Ele, no entanto, disse que ainda não há cogitação de ser necessário acionar usinas termelétricas mais caras que as que já estão sendo despachadas atualmente. “Todos os instrumentos para manter a segurança energética têm que estar disponíveis ao Comitê de Monitoramento do Setor Elétrico [CMSE]. Hoje, não há nenhuma necessidade de nenhum despacho que venha a aumentar a conta de energia do Brasil”, declarou.
IMPACTOS
Seja pela seca, ou por questões técnicas de empresas estatais e privadas, o fato é que há um problema generalizado na condução do abastecimento de energia no Brasil. Ainda que haja por aqui uma ampla oferta de energia renovável, com 84% da oferta, contra 28% na média mundial, o tamanho continental do Brasil é um grande desafio. Silveira, inclusive, reconhece. “Nosso desafio é encontrar o equilíbrio entre modicidade tarifária e segurança energética”.
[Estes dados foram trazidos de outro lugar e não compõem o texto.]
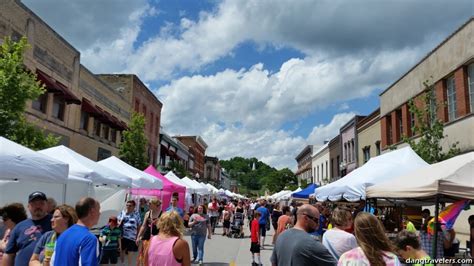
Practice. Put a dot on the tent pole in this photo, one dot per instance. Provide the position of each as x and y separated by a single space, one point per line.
435 243
64 193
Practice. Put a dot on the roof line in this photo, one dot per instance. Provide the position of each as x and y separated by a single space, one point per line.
429 54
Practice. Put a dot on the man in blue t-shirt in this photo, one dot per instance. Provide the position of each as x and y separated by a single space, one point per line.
26 234
77 244
174 207
262 222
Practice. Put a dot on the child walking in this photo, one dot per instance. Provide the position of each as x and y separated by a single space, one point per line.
111 244
255 239
226 224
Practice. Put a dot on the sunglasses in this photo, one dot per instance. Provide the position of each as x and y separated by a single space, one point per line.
316 220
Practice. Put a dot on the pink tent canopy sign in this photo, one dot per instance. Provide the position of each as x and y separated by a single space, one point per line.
169 188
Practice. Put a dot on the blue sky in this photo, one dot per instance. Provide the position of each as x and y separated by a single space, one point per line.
257 78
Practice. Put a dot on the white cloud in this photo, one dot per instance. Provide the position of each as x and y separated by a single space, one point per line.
322 132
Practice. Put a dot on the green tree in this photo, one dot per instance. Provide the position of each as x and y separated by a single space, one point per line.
178 168
133 149
17 86
429 129
280 180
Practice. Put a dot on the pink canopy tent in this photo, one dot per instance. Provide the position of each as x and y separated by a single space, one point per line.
169 188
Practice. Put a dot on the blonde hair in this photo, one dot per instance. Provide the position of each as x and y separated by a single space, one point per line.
170 223
69 213
341 217
371 237
154 201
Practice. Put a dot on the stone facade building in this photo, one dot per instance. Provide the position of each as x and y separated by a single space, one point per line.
368 137
450 68
171 150
197 149
320 164
304 161
87 114
349 145
143 101
335 157
212 170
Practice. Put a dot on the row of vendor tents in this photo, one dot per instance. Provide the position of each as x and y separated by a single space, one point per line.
67 176
397 175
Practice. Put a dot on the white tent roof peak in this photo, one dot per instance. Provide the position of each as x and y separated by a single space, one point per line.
20 163
140 179
453 178
82 167
352 187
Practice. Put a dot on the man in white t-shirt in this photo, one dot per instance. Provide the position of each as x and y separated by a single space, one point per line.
337 240
213 212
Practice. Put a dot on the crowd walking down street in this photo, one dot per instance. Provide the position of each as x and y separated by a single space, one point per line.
302 234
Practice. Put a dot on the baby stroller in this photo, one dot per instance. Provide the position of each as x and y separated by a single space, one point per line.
236 227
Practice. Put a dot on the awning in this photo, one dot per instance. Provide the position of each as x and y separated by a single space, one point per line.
56 87
88 107
102 115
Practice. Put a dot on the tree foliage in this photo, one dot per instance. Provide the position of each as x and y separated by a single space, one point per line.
262 177
429 129
17 86
133 148
178 169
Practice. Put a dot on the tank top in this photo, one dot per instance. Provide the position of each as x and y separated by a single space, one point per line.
160 252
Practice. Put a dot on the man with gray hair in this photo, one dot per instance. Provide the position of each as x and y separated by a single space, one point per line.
296 247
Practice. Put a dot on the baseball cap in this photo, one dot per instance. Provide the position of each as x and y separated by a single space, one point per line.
37 195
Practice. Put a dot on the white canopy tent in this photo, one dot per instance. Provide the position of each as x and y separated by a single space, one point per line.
452 178
24 171
20 163
208 191
229 194
175 179
195 188
352 187
212 188
278 194
287 195
140 179
82 167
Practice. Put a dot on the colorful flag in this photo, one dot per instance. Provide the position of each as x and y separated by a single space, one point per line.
447 217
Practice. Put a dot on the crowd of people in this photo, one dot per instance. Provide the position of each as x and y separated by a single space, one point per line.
149 234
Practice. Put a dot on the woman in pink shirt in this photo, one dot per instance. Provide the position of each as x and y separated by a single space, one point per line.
11 215
169 248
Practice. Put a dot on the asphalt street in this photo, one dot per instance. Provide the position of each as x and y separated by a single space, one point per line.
221 250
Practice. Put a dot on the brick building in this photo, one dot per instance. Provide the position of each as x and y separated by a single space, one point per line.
212 170
368 137
197 149
450 68
144 102
335 157
349 145
304 161
86 113
173 150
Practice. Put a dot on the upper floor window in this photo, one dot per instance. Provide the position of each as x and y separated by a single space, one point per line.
451 94
40 103
97 127
412 122
137 106
59 107
470 80
400 122
84 120
366 151
389 130
326 169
Para Emerson Carvalho, especialista em transição energética e professor da Unicamp, o problema é que o Brasil não consegue avançar de forma contundente com as alternativas à energia gerada por hidrelétricas. “As energias eólicas, ou solar, ainda são ridiculamente incipientes”, disse. Pelas pesquisas do acadêmico, no ritmo atual, seriam necessárias três décadas de crescimento para que tais modalidades possam representar algum nível de segurança. “Pelas projeções climáticas, até lá, a viabilidade de mais de 80% da matriz ser hidráulica é próxima de zero”, disse.
Sobre o comportamento da geração renovável, Alexandre Silveira reconheceu que, apesar do “custo acessível”, essas alternativas “ainda não dão segurança” que o sistema precisa. “Há trabalhos consistentes do governo de médio e longo prazo, e eles serão importantes no futuro. Mas agora precisamos resolver os problemas que se impõem”, disse.
Para explicar a dificuldade com as energias renováveis, um exemplo prático. A geração solar deixa de entregar repentinamente, ao pôr-do-sol, cerca de 30 GW, momento em que o sistema registra pico de consumo, por volta das 18h, em dia útil. O mesmo vale para os ventos e, talvez em um futuro não tão distante, para a água — basta olhar para a seca que assola Manaus hoje.